For 18 years, Lubna Olayan was the only woman working at her family’s Saudi Arabia-based conglomerate, The Olayan Group, but even she could not have predicted how far women’s rights would have come in her home country in a relatively short period of time.
As a result, Olayan says research that shows it may take 100 years to achieve gender parity on a global scale must be proved wrong, and added it will be “very disappointing” if the target does take a century to meet.
“I don’t think we can afford to wait that long.”
Olayan, formerly the CEO of the Olayan Financing Group and now chair of the board of Saudi Awwal Bank (SAB), spoke from her own experience of how quickly progress can happen if people in power are supportive of change.

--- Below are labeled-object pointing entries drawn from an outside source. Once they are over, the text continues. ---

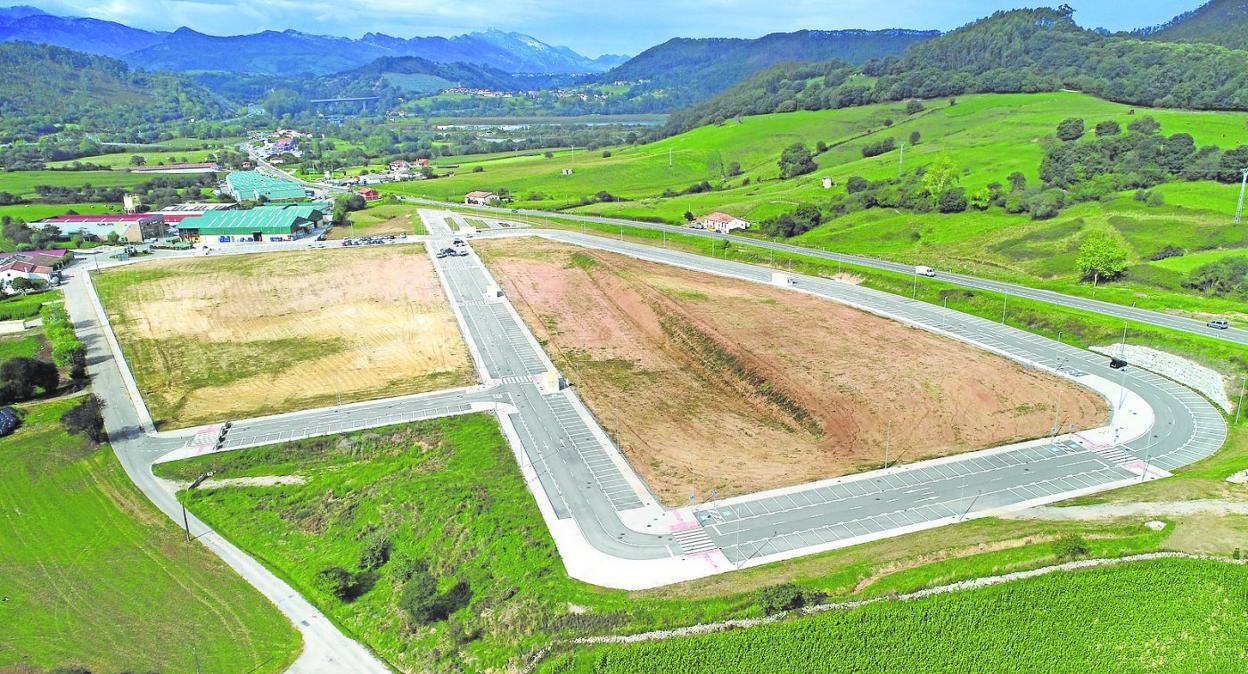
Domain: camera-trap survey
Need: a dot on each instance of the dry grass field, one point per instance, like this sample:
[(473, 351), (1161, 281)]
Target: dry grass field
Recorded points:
[(238, 336), (724, 385)]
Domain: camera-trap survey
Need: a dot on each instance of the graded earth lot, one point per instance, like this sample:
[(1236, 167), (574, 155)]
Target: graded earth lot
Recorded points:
[(227, 337), (724, 385)]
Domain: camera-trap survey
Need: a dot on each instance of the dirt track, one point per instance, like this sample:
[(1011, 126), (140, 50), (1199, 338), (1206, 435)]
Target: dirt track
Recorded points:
[(731, 386), (229, 337)]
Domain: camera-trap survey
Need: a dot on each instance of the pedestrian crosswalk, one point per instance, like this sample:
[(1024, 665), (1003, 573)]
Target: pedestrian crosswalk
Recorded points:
[(1115, 454), (694, 541)]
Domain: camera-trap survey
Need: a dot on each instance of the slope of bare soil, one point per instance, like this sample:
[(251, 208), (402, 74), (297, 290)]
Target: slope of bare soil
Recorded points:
[(724, 385)]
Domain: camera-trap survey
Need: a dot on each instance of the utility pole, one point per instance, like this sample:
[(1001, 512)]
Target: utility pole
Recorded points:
[(1241, 406), (1243, 184)]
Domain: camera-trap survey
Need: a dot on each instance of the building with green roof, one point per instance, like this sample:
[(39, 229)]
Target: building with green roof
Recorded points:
[(250, 185), (285, 222)]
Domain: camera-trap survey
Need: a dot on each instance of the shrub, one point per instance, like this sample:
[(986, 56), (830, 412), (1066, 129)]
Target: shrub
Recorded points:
[(1070, 130), (1071, 546), (952, 201), (376, 553), (338, 582), (86, 418), (879, 147), (856, 184), (786, 597)]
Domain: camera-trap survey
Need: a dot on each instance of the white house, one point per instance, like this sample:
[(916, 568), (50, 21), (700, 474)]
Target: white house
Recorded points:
[(720, 222), (481, 199)]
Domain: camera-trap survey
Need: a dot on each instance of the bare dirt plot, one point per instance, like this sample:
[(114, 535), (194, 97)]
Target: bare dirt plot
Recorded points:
[(731, 386), (238, 336), (381, 220)]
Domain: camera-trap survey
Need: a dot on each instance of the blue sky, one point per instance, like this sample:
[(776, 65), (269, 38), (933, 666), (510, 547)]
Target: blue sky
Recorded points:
[(589, 26)]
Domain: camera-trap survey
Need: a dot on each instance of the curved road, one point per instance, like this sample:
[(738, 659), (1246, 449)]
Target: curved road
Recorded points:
[(1096, 306)]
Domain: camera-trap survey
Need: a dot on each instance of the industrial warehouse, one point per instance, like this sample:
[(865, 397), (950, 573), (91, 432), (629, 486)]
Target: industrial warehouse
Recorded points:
[(262, 224)]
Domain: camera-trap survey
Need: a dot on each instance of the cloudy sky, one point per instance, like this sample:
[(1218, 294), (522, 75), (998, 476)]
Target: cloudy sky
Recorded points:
[(589, 26)]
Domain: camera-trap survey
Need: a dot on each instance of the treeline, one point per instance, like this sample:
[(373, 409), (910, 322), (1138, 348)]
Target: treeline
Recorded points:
[(1011, 51), (44, 89), (157, 192)]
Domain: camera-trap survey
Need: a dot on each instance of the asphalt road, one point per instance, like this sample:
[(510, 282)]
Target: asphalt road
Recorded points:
[(587, 482), (1188, 429), (1238, 336)]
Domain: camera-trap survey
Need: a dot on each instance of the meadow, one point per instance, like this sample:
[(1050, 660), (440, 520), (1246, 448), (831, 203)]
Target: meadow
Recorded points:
[(95, 577), (1163, 615), (987, 137), (448, 493)]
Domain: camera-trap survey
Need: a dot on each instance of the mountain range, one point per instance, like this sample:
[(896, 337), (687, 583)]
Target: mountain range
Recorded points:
[(290, 51)]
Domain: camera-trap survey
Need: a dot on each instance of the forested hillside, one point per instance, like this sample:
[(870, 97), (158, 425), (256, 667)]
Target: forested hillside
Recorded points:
[(1011, 51), (684, 71), (1217, 23), (45, 87)]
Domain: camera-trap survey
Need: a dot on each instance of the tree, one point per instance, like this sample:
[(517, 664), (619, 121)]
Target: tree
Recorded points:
[(21, 376), (795, 161), (941, 175), (1107, 129), (86, 418), (1017, 181), (1145, 125), (856, 184), (1101, 257), (952, 201), (1070, 130)]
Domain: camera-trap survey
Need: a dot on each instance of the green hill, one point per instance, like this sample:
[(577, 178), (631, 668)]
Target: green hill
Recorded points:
[(986, 137), (1010, 51), (1218, 23), (45, 87)]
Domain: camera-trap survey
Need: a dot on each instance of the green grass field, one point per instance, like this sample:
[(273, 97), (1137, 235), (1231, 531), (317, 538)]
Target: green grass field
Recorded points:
[(121, 160), (23, 182), (95, 577), (989, 136), (448, 492), (1168, 615)]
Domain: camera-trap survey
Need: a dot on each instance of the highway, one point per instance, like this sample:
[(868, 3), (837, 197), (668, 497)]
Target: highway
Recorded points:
[(1238, 336), (608, 527)]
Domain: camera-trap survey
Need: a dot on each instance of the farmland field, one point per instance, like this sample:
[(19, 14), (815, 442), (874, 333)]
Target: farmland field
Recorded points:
[(1179, 617), (738, 387), (237, 336), (23, 182), (95, 577)]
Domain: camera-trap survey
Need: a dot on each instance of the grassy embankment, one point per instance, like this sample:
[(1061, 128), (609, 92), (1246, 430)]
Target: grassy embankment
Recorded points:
[(989, 136), (467, 513), (95, 577), (1167, 615)]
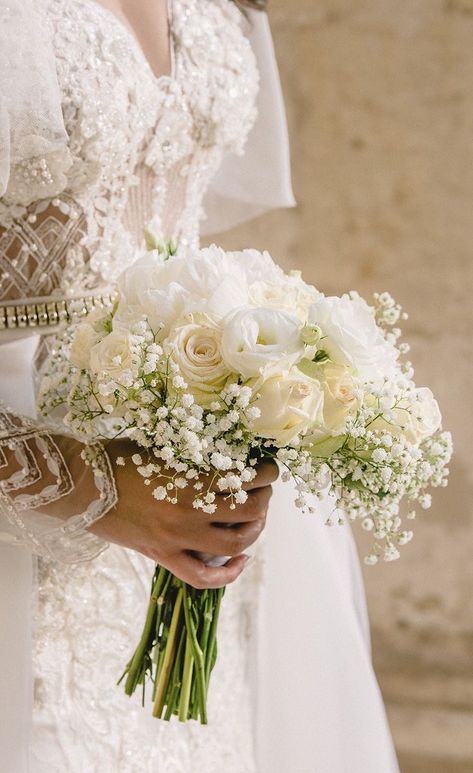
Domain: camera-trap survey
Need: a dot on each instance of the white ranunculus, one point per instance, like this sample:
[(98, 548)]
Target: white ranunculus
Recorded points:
[(84, 339), (196, 349), (259, 341), (164, 289), (273, 295), (352, 337), (289, 404), (340, 396), (415, 420), (112, 355)]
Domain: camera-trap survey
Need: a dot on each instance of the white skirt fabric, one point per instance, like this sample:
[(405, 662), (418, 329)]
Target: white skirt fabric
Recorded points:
[(293, 690)]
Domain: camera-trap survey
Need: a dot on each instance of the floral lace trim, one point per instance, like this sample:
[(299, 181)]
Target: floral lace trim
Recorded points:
[(30, 455)]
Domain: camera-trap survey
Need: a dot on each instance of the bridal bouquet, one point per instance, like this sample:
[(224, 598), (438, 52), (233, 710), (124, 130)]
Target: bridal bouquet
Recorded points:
[(211, 360)]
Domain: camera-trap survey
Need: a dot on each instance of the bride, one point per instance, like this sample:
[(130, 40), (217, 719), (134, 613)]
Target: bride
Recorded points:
[(113, 113)]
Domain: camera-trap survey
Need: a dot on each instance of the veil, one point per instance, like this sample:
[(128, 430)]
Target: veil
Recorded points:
[(32, 126), (260, 179)]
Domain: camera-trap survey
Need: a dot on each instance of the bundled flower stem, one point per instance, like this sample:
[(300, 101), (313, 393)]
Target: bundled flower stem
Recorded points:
[(177, 649)]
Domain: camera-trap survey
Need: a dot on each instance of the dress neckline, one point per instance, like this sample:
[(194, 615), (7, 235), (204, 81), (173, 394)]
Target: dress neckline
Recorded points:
[(128, 31)]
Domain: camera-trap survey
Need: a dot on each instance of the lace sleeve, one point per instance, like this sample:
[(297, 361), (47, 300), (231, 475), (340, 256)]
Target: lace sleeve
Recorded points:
[(49, 492)]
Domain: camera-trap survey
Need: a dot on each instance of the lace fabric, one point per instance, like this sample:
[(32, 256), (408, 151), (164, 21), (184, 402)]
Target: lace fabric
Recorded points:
[(140, 147), (35, 473)]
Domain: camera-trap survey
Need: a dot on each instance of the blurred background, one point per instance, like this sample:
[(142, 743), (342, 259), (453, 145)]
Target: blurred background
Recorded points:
[(380, 109)]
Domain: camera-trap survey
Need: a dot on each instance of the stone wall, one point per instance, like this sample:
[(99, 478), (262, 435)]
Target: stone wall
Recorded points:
[(380, 108)]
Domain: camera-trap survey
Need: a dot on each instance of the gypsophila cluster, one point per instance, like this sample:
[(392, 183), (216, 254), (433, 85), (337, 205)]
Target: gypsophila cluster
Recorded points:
[(210, 361)]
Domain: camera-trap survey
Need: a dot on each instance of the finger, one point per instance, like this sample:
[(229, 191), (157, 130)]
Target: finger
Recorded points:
[(254, 507), (193, 571), (227, 542), (267, 472)]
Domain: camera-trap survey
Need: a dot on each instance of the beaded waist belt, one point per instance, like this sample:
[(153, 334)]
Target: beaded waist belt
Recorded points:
[(43, 313)]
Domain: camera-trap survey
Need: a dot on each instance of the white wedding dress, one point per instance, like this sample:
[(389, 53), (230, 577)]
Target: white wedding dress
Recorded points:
[(293, 690)]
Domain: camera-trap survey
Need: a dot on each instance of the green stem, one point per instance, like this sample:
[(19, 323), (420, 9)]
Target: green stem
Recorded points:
[(186, 683), (163, 678), (212, 643), (198, 658), (175, 683), (134, 669)]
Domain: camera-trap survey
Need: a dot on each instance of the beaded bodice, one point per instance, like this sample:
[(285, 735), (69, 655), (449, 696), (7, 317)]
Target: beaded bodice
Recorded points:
[(140, 147)]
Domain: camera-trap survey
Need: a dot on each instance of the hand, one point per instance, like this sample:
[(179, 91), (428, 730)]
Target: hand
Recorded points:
[(171, 533)]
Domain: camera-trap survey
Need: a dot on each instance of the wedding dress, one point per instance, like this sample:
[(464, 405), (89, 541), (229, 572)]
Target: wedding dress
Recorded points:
[(293, 690)]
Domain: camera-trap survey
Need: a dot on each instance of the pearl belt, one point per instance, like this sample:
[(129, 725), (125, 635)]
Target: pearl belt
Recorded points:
[(44, 312)]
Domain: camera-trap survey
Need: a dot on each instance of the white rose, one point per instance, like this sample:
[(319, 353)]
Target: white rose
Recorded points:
[(196, 348), (340, 396), (417, 420), (352, 337), (289, 404), (84, 339), (163, 289), (261, 341), (112, 354)]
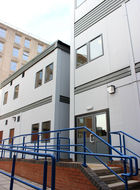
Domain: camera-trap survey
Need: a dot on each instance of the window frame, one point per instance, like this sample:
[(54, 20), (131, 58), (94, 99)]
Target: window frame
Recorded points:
[(36, 86), (102, 48), (86, 44), (45, 81), (15, 93)]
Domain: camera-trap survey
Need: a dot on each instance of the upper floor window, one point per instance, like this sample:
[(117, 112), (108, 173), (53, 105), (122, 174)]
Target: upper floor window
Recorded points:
[(81, 56), (96, 48), (15, 52), (27, 43), (13, 66), (40, 48), (45, 129), (1, 46), (35, 129), (79, 2), (38, 80), (25, 55), (49, 73), (5, 98), (17, 39), (2, 33), (16, 91)]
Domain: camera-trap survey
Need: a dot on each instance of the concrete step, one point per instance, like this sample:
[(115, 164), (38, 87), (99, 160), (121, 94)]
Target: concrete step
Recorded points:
[(132, 184)]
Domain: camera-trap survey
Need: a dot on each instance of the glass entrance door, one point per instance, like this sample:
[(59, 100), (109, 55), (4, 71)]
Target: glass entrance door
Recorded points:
[(97, 123)]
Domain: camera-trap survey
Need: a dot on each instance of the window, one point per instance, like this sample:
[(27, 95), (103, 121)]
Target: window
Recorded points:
[(17, 39), (45, 128), (25, 55), (16, 91), (13, 66), (49, 73), (38, 80), (79, 2), (27, 43), (1, 136), (2, 33), (35, 129), (40, 48), (1, 46), (96, 48), (5, 98), (11, 135), (15, 52), (81, 56)]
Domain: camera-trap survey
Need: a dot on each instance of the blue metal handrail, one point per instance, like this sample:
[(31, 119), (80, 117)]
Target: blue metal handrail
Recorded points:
[(44, 171), (59, 148), (122, 142)]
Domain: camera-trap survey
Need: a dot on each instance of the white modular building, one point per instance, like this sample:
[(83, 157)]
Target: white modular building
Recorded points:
[(36, 97), (105, 71)]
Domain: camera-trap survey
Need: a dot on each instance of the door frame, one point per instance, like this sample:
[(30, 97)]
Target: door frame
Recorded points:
[(92, 113)]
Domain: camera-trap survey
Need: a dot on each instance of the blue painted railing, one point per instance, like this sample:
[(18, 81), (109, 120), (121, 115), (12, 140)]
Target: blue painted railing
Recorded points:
[(12, 176), (57, 147), (122, 142)]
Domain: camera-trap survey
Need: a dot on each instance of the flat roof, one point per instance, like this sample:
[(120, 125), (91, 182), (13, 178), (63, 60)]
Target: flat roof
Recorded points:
[(55, 45)]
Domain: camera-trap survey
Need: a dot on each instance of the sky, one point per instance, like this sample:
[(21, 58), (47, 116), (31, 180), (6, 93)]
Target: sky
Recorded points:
[(48, 20)]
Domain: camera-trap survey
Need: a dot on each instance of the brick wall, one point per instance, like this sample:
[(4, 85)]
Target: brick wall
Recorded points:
[(68, 175)]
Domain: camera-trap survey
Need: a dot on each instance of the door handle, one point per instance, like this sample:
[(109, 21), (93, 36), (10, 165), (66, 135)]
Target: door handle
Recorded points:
[(92, 139)]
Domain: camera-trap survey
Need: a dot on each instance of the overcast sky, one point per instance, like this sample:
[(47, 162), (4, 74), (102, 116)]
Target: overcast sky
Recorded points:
[(47, 19)]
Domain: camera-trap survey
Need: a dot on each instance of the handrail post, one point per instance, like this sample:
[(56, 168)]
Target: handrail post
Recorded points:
[(45, 175), (23, 144), (11, 147), (84, 146), (13, 172), (58, 148)]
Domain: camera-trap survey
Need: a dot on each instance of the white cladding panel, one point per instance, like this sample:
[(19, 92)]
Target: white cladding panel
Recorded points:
[(116, 44)]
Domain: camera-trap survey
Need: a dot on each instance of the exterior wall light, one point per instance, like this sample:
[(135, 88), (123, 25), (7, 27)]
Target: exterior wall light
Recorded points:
[(111, 89)]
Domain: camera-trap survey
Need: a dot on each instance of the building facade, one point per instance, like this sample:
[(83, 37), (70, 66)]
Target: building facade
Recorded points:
[(36, 97), (105, 70), (16, 49)]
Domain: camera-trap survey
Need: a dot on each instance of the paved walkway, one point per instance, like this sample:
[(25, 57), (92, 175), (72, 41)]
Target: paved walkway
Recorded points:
[(5, 184)]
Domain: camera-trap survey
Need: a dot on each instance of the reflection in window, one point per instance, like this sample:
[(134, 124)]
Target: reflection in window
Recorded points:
[(101, 125), (2, 33), (45, 128), (1, 46), (96, 48), (38, 80), (17, 39), (81, 56), (16, 91), (35, 129), (5, 98), (49, 73), (13, 66)]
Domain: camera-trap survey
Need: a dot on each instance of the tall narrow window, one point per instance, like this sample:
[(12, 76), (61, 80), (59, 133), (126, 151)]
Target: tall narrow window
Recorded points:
[(11, 135), (2, 33), (1, 136), (16, 91), (96, 48), (1, 46), (27, 43), (17, 39), (15, 52), (49, 73), (5, 98), (35, 129), (25, 55), (38, 80), (40, 48), (13, 66), (81, 56), (45, 128)]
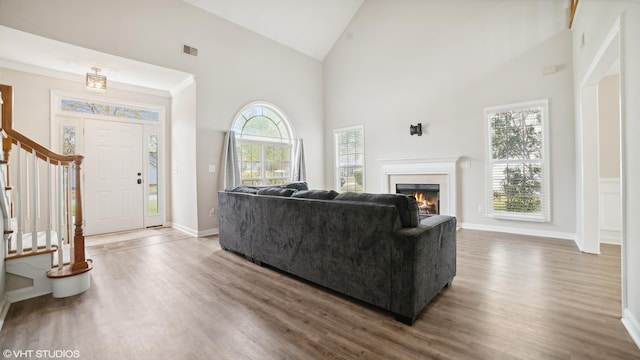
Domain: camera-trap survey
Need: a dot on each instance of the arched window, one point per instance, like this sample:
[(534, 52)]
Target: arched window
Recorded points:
[(264, 141)]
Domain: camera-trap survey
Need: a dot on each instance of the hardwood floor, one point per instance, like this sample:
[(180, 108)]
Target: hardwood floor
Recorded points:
[(177, 297)]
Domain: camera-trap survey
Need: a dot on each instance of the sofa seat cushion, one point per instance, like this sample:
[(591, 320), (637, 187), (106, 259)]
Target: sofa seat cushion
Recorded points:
[(407, 205), (316, 194)]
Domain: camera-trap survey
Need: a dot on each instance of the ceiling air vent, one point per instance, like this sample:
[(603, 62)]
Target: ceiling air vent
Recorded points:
[(190, 50)]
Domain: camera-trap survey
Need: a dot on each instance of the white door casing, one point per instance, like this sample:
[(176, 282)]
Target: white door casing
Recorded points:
[(113, 179)]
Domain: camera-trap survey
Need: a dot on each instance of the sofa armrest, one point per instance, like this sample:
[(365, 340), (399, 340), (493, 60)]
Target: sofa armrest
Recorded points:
[(423, 261)]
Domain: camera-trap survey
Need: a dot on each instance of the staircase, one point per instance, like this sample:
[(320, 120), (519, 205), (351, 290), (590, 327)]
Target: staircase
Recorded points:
[(41, 204)]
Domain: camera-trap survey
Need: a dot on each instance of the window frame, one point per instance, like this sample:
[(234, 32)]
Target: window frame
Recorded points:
[(544, 214), (336, 151), (264, 141)]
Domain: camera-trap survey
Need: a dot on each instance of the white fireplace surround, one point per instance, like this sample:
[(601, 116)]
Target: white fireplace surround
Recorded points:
[(441, 171)]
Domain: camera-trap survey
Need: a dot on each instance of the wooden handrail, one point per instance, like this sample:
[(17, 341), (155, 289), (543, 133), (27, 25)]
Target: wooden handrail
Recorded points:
[(79, 264)]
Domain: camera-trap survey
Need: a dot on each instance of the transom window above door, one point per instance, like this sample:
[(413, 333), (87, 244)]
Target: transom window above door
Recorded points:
[(264, 142)]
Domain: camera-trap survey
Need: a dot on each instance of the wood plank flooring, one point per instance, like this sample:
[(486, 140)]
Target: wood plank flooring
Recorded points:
[(176, 297)]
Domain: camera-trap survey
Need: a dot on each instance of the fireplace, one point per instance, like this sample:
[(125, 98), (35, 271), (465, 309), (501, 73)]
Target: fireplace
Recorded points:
[(426, 172), (427, 196)]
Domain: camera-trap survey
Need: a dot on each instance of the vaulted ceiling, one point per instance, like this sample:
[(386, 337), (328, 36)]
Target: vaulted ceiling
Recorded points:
[(309, 26)]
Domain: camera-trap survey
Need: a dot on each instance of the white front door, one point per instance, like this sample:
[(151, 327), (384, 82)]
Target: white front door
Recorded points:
[(113, 176)]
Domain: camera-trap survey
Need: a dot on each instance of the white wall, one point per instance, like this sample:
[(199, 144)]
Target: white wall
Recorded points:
[(594, 21), (440, 63), (184, 211), (609, 207), (609, 127), (234, 67)]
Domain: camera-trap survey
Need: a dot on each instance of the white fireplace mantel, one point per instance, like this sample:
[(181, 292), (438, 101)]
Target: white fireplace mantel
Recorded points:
[(443, 168)]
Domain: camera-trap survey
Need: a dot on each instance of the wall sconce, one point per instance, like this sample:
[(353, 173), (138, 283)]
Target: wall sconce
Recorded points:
[(415, 129), (95, 81)]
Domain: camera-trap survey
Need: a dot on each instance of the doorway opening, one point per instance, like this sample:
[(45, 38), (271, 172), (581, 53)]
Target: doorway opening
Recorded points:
[(124, 167)]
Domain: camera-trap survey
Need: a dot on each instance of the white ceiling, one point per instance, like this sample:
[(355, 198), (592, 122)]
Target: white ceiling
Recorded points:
[(309, 26), (31, 53)]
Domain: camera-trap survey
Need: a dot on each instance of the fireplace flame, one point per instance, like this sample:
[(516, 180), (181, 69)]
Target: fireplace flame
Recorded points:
[(425, 203)]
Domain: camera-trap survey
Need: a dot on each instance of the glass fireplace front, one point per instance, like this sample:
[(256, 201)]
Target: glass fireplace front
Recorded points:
[(427, 196)]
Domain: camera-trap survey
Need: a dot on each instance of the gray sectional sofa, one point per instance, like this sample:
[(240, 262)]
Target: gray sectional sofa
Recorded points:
[(373, 248)]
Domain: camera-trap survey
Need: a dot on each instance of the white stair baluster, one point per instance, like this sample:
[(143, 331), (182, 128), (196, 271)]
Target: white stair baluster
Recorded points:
[(48, 213), (18, 200), (70, 212), (33, 202)]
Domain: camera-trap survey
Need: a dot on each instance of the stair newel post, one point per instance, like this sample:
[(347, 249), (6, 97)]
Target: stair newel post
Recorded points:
[(60, 211), (79, 261)]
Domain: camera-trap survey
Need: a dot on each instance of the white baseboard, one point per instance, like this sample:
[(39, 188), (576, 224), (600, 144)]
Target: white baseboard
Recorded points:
[(193, 232), (610, 237), (208, 232), (4, 309), (184, 229), (632, 325), (520, 231)]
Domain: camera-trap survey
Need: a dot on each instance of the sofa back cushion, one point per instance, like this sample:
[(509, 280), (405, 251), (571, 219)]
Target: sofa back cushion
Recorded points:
[(316, 194), (243, 189), (407, 205), (276, 191), (297, 185)]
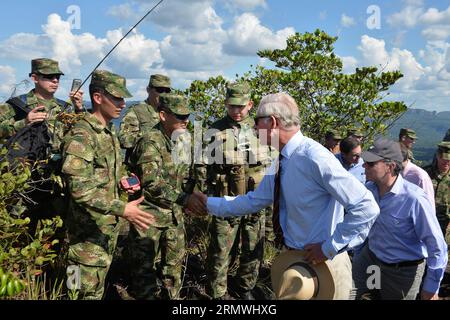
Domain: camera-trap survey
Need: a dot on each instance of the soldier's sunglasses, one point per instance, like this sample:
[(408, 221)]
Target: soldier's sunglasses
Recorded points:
[(260, 117), (50, 76), (162, 89), (179, 117)]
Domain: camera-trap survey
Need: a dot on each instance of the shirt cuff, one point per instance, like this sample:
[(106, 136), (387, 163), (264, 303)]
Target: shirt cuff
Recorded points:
[(329, 250), (118, 207), (430, 285), (213, 205), (19, 125)]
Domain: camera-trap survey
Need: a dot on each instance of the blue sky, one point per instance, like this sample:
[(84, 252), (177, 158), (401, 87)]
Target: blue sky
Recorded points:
[(196, 39)]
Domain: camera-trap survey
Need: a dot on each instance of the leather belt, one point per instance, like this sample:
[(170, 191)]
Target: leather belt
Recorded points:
[(397, 264)]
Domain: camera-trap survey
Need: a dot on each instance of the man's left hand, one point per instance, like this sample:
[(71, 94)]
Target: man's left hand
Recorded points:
[(77, 100), (314, 254)]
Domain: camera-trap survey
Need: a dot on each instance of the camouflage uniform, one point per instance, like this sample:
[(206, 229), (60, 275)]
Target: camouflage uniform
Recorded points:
[(242, 170), (441, 184), (162, 181), (92, 167), (140, 117)]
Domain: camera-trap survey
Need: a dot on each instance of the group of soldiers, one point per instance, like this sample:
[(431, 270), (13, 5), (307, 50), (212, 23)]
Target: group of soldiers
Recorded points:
[(98, 203), (438, 171)]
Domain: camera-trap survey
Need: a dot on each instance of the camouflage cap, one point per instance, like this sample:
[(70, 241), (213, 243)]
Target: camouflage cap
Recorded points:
[(444, 147), (111, 83), (238, 94), (410, 133), (334, 134), (45, 66), (175, 103), (159, 81)]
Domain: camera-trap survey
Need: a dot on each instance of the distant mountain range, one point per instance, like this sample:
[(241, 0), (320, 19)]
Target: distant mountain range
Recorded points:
[(430, 127)]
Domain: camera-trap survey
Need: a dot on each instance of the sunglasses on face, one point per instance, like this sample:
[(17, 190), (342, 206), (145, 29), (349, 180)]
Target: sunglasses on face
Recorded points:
[(162, 89), (179, 117), (371, 164), (50, 76), (113, 99)]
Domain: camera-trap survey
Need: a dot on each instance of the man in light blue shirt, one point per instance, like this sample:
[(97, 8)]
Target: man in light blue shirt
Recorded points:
[(350, 158), (406, 236), (315, 190)]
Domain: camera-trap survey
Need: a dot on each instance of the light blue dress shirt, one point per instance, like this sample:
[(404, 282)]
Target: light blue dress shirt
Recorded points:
[(315, 189), (407, 229), (356, 169)]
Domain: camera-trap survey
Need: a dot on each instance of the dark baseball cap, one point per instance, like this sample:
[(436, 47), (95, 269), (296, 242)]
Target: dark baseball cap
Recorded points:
[(383, 149)]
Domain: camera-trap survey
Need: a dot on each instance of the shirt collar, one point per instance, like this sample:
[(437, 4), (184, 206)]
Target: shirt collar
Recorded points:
[(96, 124), (398, 185), (292, 145)]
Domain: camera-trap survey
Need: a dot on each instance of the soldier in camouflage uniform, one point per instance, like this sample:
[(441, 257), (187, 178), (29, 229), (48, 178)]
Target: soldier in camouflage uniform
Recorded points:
[(332, 140), (41, 105), (439, 171), (408, 137), (141, 117), (234, 168), (163, 167), (92, 169)]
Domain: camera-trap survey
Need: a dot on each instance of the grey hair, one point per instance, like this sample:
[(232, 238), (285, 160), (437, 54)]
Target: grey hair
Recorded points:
[(282, 106)]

In 2018, for example, the ban on women driving was lifted, and a year later, a ruling allowed women over the age of 21 to apply for a passport without authorization.
Olayan had previously commented on changes to driving regulation, saying in 2016 that she hoped they would happen “very soon.”
In the seven years since that interview, Olayan says progress has been happening at a rate that has surprised even her.
“To be honest with you, I think the changes that have happened in the country is beyond my expectation,” Olayan told Fortune’s Diane Brady.
“I was the first woman working in our company … I started quite early and I made it to CEO, and I was the only woman for 18 years. Then in 2001 as a group we started hiring women, even before Vision 2030 in ’16.”
“But the key thing … was there can be truly no progress without change. What we’re seeing here is tremendous progress since ’16 is because of this mindset … that we have to change, we have to progress.”
“I truly wasn’t expecting that we would be where we are,” she added.